Szósta rano na dworze wciąż absolutną ciemność słodki sen zakłóca straszy hałas, odruchowo otwieram oczy, marszcząc brwi. Koda znów rozrabia, to wielkie bydle ważące pięćdziesiąt kilogramów wlazło na moje łóżko, starając się mnie obudzić. Dlaczego? To proste spacer no jasne, bo cóż by innego żarcie, ale to jeszcze nie ta godzina. Rany a ciotka mówiła, niech sypia na dworze, nie przecież nie mógłbym tego zrobić przyjacielowi, to byłoby podłe z mojej strony.
- No już mordko wstaje, już wstaje - Poklepałem go po pysku zrzucając kołdrę z nóg przyznam szczerze uciąłbym sobie jeszcze małą drzemkę nie ma jednak na to szans, muszę zająć się psem, są bowiem rzeczy ważne i jeszcze ważniejsze.

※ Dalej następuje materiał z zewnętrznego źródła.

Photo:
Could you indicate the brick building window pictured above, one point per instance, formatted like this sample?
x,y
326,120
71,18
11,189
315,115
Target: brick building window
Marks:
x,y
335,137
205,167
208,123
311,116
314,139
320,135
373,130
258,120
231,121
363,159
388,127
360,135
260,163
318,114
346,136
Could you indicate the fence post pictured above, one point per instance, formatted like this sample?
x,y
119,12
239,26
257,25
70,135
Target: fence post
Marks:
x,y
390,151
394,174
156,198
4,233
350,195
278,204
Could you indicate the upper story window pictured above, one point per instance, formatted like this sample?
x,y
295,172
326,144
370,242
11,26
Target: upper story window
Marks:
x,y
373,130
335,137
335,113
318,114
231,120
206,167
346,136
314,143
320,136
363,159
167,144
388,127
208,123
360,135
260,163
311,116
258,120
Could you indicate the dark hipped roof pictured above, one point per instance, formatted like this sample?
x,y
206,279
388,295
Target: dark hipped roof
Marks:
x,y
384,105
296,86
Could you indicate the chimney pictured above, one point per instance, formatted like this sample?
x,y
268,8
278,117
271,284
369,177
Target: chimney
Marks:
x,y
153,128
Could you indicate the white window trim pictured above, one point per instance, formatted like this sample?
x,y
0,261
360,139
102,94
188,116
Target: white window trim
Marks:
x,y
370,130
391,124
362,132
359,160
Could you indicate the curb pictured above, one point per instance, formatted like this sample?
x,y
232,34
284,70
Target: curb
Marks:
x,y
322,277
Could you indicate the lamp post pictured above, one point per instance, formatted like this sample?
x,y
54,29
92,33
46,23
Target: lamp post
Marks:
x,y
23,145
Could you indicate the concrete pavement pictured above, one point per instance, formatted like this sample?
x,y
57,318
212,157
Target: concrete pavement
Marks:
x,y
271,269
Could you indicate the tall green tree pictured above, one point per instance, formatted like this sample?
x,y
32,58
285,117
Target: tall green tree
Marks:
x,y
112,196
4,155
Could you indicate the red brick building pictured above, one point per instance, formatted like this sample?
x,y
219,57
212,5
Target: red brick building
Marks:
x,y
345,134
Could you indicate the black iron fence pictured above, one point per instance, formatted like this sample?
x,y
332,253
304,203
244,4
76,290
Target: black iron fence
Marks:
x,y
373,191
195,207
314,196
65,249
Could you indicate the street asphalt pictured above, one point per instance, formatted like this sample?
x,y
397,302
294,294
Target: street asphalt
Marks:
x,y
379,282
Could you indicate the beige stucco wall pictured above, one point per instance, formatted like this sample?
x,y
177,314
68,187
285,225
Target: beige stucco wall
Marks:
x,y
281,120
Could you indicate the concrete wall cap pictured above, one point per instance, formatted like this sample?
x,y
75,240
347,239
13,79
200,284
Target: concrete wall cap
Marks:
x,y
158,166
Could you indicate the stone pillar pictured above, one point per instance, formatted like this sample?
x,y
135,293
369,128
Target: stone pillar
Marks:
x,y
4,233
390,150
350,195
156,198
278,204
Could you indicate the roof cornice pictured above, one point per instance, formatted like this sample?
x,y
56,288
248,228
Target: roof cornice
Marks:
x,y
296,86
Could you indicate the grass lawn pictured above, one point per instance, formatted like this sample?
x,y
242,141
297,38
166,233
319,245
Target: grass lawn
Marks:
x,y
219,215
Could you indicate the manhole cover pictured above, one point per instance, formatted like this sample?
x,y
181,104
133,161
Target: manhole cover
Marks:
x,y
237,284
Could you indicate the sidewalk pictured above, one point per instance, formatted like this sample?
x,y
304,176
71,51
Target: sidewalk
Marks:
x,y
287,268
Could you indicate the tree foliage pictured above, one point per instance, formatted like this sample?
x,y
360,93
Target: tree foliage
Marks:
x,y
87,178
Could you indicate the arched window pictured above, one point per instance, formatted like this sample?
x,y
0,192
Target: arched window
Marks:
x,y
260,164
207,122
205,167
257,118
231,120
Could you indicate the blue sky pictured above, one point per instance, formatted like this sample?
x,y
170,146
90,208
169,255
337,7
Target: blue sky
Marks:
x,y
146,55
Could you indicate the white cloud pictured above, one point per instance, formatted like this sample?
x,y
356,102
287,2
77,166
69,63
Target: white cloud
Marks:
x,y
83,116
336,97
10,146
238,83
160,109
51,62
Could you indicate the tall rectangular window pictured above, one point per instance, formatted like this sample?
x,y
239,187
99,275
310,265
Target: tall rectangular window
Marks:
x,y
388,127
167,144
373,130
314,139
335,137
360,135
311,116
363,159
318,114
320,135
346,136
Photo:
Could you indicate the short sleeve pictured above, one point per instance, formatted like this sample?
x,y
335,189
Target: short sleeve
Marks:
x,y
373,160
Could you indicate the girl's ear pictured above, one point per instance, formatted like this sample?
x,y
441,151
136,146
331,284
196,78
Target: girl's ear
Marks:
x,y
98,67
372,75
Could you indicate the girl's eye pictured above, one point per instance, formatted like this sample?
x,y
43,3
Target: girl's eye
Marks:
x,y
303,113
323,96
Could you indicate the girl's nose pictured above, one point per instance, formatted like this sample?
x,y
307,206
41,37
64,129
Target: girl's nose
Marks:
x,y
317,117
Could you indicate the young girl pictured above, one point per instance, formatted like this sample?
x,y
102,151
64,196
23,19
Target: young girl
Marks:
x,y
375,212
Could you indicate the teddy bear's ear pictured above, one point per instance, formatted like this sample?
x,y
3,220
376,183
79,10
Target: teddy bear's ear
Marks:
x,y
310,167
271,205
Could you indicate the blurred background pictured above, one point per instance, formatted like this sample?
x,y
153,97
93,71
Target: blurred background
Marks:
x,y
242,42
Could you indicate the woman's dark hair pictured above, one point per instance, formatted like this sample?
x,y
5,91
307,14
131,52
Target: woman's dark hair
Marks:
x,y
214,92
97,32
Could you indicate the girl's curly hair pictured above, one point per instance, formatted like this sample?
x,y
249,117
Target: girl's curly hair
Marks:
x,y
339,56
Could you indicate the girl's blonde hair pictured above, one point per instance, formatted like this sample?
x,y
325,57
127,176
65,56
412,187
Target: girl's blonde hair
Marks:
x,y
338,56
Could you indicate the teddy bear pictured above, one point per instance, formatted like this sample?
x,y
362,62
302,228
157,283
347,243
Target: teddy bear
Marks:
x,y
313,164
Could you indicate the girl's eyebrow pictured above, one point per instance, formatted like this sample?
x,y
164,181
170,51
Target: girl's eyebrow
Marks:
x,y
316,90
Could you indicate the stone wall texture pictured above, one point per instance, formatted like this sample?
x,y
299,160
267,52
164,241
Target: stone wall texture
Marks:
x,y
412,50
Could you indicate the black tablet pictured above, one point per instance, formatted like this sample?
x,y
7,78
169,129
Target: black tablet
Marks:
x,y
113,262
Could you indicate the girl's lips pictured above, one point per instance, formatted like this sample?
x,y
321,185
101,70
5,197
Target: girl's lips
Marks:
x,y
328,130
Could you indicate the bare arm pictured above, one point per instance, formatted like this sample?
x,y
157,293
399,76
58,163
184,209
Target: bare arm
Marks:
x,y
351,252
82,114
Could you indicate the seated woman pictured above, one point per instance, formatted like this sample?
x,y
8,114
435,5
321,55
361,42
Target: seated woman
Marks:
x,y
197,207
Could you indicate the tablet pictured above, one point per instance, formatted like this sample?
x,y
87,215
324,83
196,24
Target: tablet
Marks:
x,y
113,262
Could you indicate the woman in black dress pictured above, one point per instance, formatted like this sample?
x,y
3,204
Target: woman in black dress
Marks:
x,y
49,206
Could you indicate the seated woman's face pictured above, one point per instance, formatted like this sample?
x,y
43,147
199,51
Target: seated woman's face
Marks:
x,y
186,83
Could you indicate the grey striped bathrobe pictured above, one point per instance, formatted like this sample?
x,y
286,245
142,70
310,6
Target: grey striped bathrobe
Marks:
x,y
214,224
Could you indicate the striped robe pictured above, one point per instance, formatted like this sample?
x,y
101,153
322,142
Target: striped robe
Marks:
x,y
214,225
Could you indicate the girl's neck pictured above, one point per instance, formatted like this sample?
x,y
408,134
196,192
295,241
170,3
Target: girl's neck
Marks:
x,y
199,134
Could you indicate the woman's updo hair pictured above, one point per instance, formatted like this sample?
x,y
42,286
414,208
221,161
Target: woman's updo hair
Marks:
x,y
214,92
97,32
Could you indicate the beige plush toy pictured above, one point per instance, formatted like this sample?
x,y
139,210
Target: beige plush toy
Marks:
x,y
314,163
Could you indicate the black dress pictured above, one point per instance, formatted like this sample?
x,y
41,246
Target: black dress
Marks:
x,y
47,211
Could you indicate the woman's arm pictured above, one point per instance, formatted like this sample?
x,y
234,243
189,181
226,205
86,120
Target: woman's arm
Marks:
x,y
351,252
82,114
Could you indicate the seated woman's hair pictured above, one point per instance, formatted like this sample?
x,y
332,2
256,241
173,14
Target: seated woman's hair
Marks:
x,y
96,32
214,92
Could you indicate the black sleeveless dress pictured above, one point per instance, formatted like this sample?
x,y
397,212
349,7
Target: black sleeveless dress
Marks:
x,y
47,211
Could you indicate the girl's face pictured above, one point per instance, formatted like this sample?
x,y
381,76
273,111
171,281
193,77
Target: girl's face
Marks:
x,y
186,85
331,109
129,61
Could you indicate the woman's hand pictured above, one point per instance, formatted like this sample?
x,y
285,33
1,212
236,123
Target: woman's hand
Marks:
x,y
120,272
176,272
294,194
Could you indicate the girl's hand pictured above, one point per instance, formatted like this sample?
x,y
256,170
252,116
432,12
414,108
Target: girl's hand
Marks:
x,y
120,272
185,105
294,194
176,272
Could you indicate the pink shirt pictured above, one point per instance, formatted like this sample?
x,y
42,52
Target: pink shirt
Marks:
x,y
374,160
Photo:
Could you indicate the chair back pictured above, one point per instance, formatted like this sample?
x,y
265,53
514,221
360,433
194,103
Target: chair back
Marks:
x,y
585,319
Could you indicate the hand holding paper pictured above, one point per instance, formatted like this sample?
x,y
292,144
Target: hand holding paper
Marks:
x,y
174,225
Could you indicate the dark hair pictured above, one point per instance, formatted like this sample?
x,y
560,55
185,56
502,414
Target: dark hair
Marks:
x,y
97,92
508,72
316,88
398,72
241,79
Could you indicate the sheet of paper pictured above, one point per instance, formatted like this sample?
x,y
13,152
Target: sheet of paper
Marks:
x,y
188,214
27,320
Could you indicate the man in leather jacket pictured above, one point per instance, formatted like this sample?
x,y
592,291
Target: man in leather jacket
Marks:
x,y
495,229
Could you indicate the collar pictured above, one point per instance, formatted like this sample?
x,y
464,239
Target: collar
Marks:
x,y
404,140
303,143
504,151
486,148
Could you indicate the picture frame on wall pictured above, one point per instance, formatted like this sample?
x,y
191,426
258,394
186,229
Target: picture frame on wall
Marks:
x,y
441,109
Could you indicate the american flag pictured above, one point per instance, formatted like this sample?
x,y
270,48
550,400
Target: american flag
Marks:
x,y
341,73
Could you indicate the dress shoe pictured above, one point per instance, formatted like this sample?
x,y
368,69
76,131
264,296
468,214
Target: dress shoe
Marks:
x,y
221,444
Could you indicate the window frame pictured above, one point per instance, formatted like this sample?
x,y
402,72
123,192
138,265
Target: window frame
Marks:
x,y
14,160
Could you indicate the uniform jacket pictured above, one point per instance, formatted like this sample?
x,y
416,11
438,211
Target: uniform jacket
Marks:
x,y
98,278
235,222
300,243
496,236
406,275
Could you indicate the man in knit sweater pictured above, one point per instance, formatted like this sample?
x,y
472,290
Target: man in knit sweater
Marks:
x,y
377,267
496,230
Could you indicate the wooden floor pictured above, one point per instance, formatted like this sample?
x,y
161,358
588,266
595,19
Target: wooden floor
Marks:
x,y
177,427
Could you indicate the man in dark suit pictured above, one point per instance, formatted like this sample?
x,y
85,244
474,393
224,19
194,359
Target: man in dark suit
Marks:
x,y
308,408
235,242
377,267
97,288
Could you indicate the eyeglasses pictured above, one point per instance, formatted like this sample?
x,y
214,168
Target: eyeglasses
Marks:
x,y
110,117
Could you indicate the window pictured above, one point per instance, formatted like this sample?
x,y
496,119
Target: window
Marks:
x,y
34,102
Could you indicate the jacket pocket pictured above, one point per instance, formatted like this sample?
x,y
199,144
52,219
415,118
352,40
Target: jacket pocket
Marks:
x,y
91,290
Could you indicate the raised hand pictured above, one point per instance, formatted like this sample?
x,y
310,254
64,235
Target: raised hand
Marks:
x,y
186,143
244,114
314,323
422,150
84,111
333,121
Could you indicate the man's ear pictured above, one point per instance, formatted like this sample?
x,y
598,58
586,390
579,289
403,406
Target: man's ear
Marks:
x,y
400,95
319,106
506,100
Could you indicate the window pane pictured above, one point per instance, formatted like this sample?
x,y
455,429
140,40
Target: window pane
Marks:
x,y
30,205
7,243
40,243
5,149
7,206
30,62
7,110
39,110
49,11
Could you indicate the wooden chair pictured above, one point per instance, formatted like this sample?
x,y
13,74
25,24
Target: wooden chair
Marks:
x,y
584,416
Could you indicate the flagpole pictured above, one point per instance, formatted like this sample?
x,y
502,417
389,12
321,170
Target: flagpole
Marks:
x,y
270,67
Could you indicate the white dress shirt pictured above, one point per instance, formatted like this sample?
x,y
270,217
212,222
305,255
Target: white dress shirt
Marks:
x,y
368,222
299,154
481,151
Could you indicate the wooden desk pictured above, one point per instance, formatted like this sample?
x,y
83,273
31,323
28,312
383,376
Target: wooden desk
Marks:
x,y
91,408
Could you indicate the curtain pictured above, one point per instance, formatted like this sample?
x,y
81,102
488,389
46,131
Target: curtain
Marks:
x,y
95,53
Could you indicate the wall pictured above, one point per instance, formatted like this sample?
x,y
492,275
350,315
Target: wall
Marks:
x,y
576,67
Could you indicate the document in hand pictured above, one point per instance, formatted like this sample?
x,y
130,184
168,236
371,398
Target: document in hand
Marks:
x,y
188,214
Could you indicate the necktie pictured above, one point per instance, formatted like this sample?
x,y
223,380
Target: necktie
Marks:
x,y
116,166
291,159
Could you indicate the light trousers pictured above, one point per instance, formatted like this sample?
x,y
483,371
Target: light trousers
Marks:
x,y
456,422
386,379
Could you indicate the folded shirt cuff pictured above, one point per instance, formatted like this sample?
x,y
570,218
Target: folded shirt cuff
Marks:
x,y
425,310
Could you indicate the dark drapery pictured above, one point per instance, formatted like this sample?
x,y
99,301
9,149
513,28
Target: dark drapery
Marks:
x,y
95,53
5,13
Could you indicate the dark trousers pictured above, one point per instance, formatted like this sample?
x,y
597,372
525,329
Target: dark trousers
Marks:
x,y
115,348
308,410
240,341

Przebrałem się z nocnych ubrań, zakładając coś bardziej wyjściowego, zabierając psa na dwu godzinny spacer, duży pies duże wymagania z resztą i ja chętnie zawsze z nim biegałem, czując się lepiej po takim porannym treningu. Od zawsze uwielbiałem wszelakiego rodzaju sporty, dlatego tak chętnie spędzałem czas na dworze czy to z psem, czy to z przyjaciółmi musząc wykorzystać jak najwięcej energii, aby późnym wieczorem paść bez sił do łóżka, następnego dnia na nowo zaczynając monotonie życia, która lubiłem, nawet bardzo mogłem być pewien, że nic mnie nie zaskoczy, a za tym nie przepadałem. Lubiłem, gdy wszystko szło po mojej myśli tak po prostu.
Po powrocie do domu miałem chwile dla siebie, szybkie przemycie ciała ubrania już bardziej wyjściowe poprawione idealne włosy byłem gotowy do wyjścia, musząc iść do pracy, choć przyznam szczerzę, nie chciałem, zdecydowanie wolałbym spać, życie dorosłego jest do bani.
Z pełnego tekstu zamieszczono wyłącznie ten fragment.